- Born: Clotilde Mela Rosa Luciano July 9, 1897 Montevideo, Uruguay
- Died: August 12, 1981 (aged 84) Buenos Aires, Argentina
- Genres: Tango, Waltz, Creole Waltz, Pasodoble, Polka, March
- Occupations: Composer, pianist, poet, writer

= Rosita Melo =

Argentine-Uruguayan pianist, composer and poet

Clotilde Mela Rosa Luciano, better known as Rosita Melo (July 9, 1897 – August 12, 1981), was an Argentine-Uruguayan pianist, composer and poet. She is the author of the famous vals criollo (Creole Waltz) "Desde el alma" for which she is known as the first widely recognized female Rioplatense Hispanic composer in the world.

==Family life==
Rosita Melo was born in Montevideo on July 9, 1897, as the youngest child of Italian immigrants Michele Mela and Rosa Luciano de Mela, from Rionero in Vulture, Basilicata. She was baptized at the cathedral of Montevideo. Shortly after, the family migrated to Argentina in 1900. They settled in Buenos Aires when Rosita was three years old. On February 23, 1922, she married the young poet and writer Victor Piuma Vélez who would write the lyrics for all her compositions.

==Musical influence==
Melo showed a great talent for music. At the age of four, she could already play the piano by ear. Once in primary school, she never gave up her music studies. She later studied piano in Buenos Aires and ultimately became a professor of piano and concert at the prestigious Thibaud-Piazzini conservatory.

==Works==
Throughout her life, she created a body of work that includes tango, waltz, classical and Creole (vals criollo) waltzes, pasodobles, polkas and marches. Among them: "Oración", "Tatita" and "Aquel entonces" as well as the waltzes "Yo te adoro", "Por el camino", "Una lágrima para papá", "Cuando de ti ya lejos" and "Aquellos catorce años".

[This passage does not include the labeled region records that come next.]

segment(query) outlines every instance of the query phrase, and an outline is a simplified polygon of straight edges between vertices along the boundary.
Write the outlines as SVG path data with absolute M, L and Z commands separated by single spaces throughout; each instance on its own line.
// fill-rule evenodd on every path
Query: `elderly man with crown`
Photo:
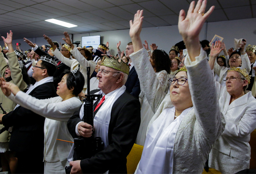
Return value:
M 36 82 L 26 94 L 41 99 L 55 97 L 56 91 L 53 75 L 56 64 L 47 56 L 41 57 L 33 68 L 33 77 Z M 13 126 L 12 130 L 9 128 L 12 132 L 9 148 L 16 152 L 17 173 L 44 173 L 44 117 L 19 105 L 13 111 L 0 117 L 0 123 L 6 128 Z
M 218 55 L 221 50 L 219 42 L 212 49 L 211 55 Z M 215 60 L 211 59 L 216 59 L 213 55 L 209 60 L 212 64 Z M 219 109 L 226 124 L 209 154 L 209 166 L 222 173 L 235 173 L 249 168 L 249 142 L 251 133 L 256 128 L 256 99 L 251 92 L 246 91 L 250 78 L 246 69 L 233 67 L 223 78 L 226 86 L 216 82 Z
M 94 103 L 94 137 L 100 137 L 104 149 L 89 158 L 71 161 L 71 173 L 127 173 L 126 156 L 135 142 L 140 123 L 138 99 L 126 92 L 128 65 L 105 56 L 97 77 L 100 97 Z M 82 121 L 84 104 L 67 122 L 74 137 L 90 137 L 91 125 Z M 72 154 L 69 159 L 72 160 Z

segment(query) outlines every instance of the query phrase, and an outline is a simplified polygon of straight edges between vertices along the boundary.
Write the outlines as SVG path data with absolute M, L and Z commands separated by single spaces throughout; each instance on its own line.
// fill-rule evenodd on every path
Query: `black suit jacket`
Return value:
M 139 98 L 139 95 L 140 93 L 140 86 L 138 75 L 135 70 L 134 66 L 129 72 L 127 81 L 125 85 L 128 92 L 137 98 Z
M 54 97 L 56 93 L 54 83 L 49 82 L 39 85 L 29 95 L 38 99 Z M 3 125 L 6 127 L 13 126 L 10 149 L 16 152 L 43 151 L 44 119 L 44 117 L 21 106 L 5 115 L 2 118 Z
M 76 126 L 81 121 L 79 112 L 80 109 L 67 122 L 69 130 L 74 138 L 77 137 Z M 140 124 L 140 102 L 125 92 L 116 101 L 111 111 L 108 130 L 109 145 L 90 158 L 81 160 L 83 173 L 102 173 L 108 170 L 109 173 L 127 173 L 126 157 L 134 144 Z

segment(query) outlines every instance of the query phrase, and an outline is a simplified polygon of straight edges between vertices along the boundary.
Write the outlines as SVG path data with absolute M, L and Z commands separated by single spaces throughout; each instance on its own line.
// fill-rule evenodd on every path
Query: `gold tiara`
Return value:
M 107 48 L 102 45 L 99 45 L 99 46 L 98 46 L 98 48 L 101 48 L 102 49 L 103 49 L 104 50 L 107 50 Z
M 114 57 L 109 58 L 105 55 L 104 56 L 100 66 L 109 67 L 129 75 L 130 68 L 128 62 L 125 63 L 123 60 L 120 61 L 119 58 L 115 59 Z
M 244 78 L 247 80 L 248 81 L 248 84 L 250 83 L 251 77 L 251 76 L 249 76 L 248 73 L 246 71 L 246 69 L 244 68 L 243 69 L 241 69 L 240 68 L 232 68 L 230 69 L 229 70 L 228 70 L 228 72 L 231 71 L 235 71 L 238 72 L 239 73 L 241 73 Z
M 255 45 L 248 45 L 248 46 L 246 47 L 246 51 L 249 51 L 256 53 L 256 46 Z
M 187 69 L 186 68 L 186 67 L 185 66 L 185 65 L 184 65 L 182 68 L 181 68 L 180 69 L 179 69 L 179 70 L 178 70 L 178 71 L 177 71 L 177 72 L 175 74 L 175 75 L 176 74 L 177 74 L 177 73 L 178 73 L 178 72 L 179 72 L 179 71 L 186 71 L 186 72 L 188 72 L 188 71 L 187 71 Z
M 171 48 L 171 51 L 172 50 L 174 50 L 175 51 L 176 51 L 179 53 L 179 48 L 177 46 L 176 46 L 175 45 L 174 45 L 172 47 L 172 48 Z

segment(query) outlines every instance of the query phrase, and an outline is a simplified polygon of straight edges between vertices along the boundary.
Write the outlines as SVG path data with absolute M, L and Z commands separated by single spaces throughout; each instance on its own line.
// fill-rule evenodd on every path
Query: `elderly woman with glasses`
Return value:
M 136 173 L 202 173 L 208 154 L 224 130 L 214 79 L 209 68 L 206 68 L 207 55 L 199 39 L 203 23 L 214 9 L 204 14 L 206 3 L 199 0 L 195 7 L 193 1 L 186 17 L 184 10 L 180 12 L 179 30 L 189 54 L 186 69 L 181 69 L 171 79 L 170 96 L 157 85 L 142 45 L 142 11 L 138 11 L 134 21 L 130 21 L 134 49 L 130 57 L 155 112 Z
M 222 50 L 219 44 L 211 51 L 211 67 L 214 57 Z M 232 68 L 223 78 L 226 86 L 216 82 L 219 109 L 226 125 L 210 153 L 209 163 L 223 173 L 235 173 L 249 168 L 250 134 L 256 128 L 256 99 L 251 92 L 245 91 L 250 76 L 245 69 Z

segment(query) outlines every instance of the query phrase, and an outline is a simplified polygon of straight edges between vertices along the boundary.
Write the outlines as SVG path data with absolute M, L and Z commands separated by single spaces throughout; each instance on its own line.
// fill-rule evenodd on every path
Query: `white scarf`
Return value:
M 104 149 L 109 145 L 108 129 L 110 118 L 111 110 L 113 105 L 116 100 L 125 92 L 126 87 L 123 85 L 121 87 L 114 91 L 114 92 L 108 96 L 94 117 L 94 123 L 95 131 L 94 137 L 100 137 L 104 142 Z M 100 91 L 95 93 L 95 94 L 102 94 L 102 92 Z M 83 119 L 84 117 L 84 107 L 82 107 L 79 114 L 80 118 Z M 73 144 L 71 150 L 68 155 L 68 161 L 72 160 L 74 155 L 74 144 Z
M 174 142 L 185 110 L 174 119 L 175 107 L 165 109 L 151 126 L 147 135 L 137 174 L 172 173 Z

The poems of Melo were published in newspapers and cultural magazines of her time. Her poems were published in the book "Antología de poetas jóvenes" ("Anthology of Young Poets") alongside those of Alfonsina Storni and other famous contemporary poets. She gave many concerts of both classical and popular music in different cultural centers in Buenos Aires, earning medals and awards.
She was appointed as a representative of music in a ceremony held at the Teatro Colón in Buenos Aires.

=== Desde el Alma ===

In 1911, at the age of 14, Melo composed her first and now world-famous Boston-style vals criollo "Desde el Alma" ("From the Soul"). Other sources date the composition between 1911 and 1917. Melo is quoted saying it was the work of an adolescent. The waltz's theme is dedicated to the love of a mother. Vélez would write the first set of lyrics for it, years later.

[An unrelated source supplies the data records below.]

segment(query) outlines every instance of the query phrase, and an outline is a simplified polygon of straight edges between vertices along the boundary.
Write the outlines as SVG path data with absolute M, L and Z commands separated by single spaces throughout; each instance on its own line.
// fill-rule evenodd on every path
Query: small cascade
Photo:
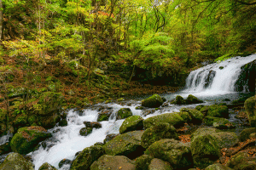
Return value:
M 185 91 L 206 92 L 208 94 L 236 92 L 241 67 L 255 60 L 256 54 L 248 57 L 235 57 L 193 71 L 186 80 Z M 243 86 L 242 91 L 248 91 L 247 84 L 245 83 Z

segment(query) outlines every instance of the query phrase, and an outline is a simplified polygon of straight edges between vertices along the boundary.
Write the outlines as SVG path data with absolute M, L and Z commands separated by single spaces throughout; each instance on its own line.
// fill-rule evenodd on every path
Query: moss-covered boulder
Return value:
M 143 155 L 137 158 L 136 158 L 136 169 L 137 170 L 148 170 L 148 165 L 151 162 L 151 160 L 154 157 L 148 155 Z
M 195 96 L 189 94 L 186 99 L 186 103 L 190 105 L 190 104 L 201 104 L 203 103 L 202 100 L 198 99 Z
M 251 127 L 256 128 L 256 95 L 248 98 L 244 102 L 244 107 L 246 109 Z
M 163 99 L 158 95 L 154 94 L 146 99 L 142 101 L 142 106 L 149 107 L 149 108 L 156 108 L 160 107 L 164 103 Z
M 178 139 L 175 128 L 166 122 L 160 122 L 145 130 L 142 136 L 142 146 L 148 148 L 154 142 L 163 139 Z
M 120 134 L 134 130 L 143 130 L 143 120 L 140 116 L 131 116 L 126 118 L 119 128 Z
M 230 157 L 226 166 L 236 170 L 256 169 L 256 159 L 248 157 L 248 150 L 241 151 Z
M 103 145 L 106 154 L 125 156 L 131 159 L 143 155 L 144 149 L 141 145 L 143 131 L 132 131 L 116 136 Z
M 168 162 L 174 169 L 187 169 L 193 167 L 190 149 L 173 139 L 165 139 L 153 143 L 145 154 Z
M 250 128 L 243 129 L 239 134 L 240 141 L 243 142 L 250 139 L 250 134 L 256 133 L 256 128 Z
M 198 136 L 191 142 L 195 167 L 206 168 L 221 156 L 218 140 L 211 134 Z
M 48 162 L 45 162 L 39 167 L 38 170 L 57 170 L 57 168 L 51 166 Z
M 0 170 L 34 170 L 34 165 L 18 153 L 11 153 L 0 164 Z
M 220 163 L 214 163 L 212 165 L 208 166 L 206 170 L 232 170 L 230 167 L 228 167 Z
M 87 136 L 92 133 L 92 128 L 83 128 L 80 129 L 79 133 L 81 136 Z
M 235 125 L 229 122 L 226 118 L 206 116 L 204 122 L 207 126 L 213 126 L 215 128 L 224 129 L 224 128 L 234 128 Z
M 146 129 L 155 126 L 159 122 L 167 122 L 170 125 L 177 128 L 182 126 L 185 121 L 178 113 L 165 113 L 145 119 L 143 121 L 143 126 Z
M 85 148 L 73 161 L 70 170 L 89 169 L 91 164 L 104 154 L 102 146 L 93 145 Z
M 10 142 L 10 146 L 14 152 L 25 155 L 34 150 L 39 142 L 51 136 L 43 127 L 25 127 L 19 128 Z
M 170 163 L 167 162 L 164 162 L 163 160 L 154 158 L 149 166 L 148 170 L 172 170 L 173 168 L 171 167 Z
M 122 169 L 136 170 L 136 165 L 131 160 L 124 156 L 102 156 L 94 162 L 90 167 L 90 170 Z
M 182 108 L 180 112 L 188 112 L 191 117 L 191 122 L 193 123 L 201 122 L 204 117 L 204 115 L 196 109 Z M 182 113 L 180 114 L 182 115 Z
M 226 105 L 210 105 L 207 116 L 215 117 L 229 117 L 229 108 Z
M 122 108 L 118 110 L 116 119 L 125 119 L 131 116 L 132 116 L 132 112 L 130 108 Z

By 1921, Roberto Firpo had recorded four instrumental waltzes of Melo.
In 1948, Homero Manzi wanted to include the waltz in the movie "Pobre mi madre querida", but with different lyrics rewritten by himself which would be sung by Hugo del Carril.

Vélez and Melo initially opposed the idea, and requested that if Manzi wrote new lyrics, Vélez's name should be included as co-author. Manzi ultimately agreed, the lyrics became famous and the waltz, already a classic by the time, became universally famous.

Manzi's lyrics remain the most famous ones and are often reinterpreted in different versions of the song when performed by other musicians:

Soul, if they have hurt you so much

Why do you refuse to forget?

Why do you prefer

to cry for what you've lost

to look for what you've wanted

to call for what has died?

You live needlessly sad

and I know that you never deserved

to redeem with sorrow

the blame of being good,

as good as you were, for love.

It was what once began

what later ceased to be.

What at the end, for the fault of a mistake

was a bitter night for the heart.

Forget those letters!

Come back to your old dream.

Together with the pain

that opens a wound

life arrives, bringing love.

You live needlessly sad

and I know that you never deserved

to redeem with sorrow

the blame of being good,

as good as you were, for love

==Death==
After her husband died in 1976, Melo died in Buenos Aires on August 12, 1981, and was buried at the "Rincón de las Personalidades" ("Corner of Personalities") in the Chacarita Cemetery there. Her two daughters had a monument erected in her memory there.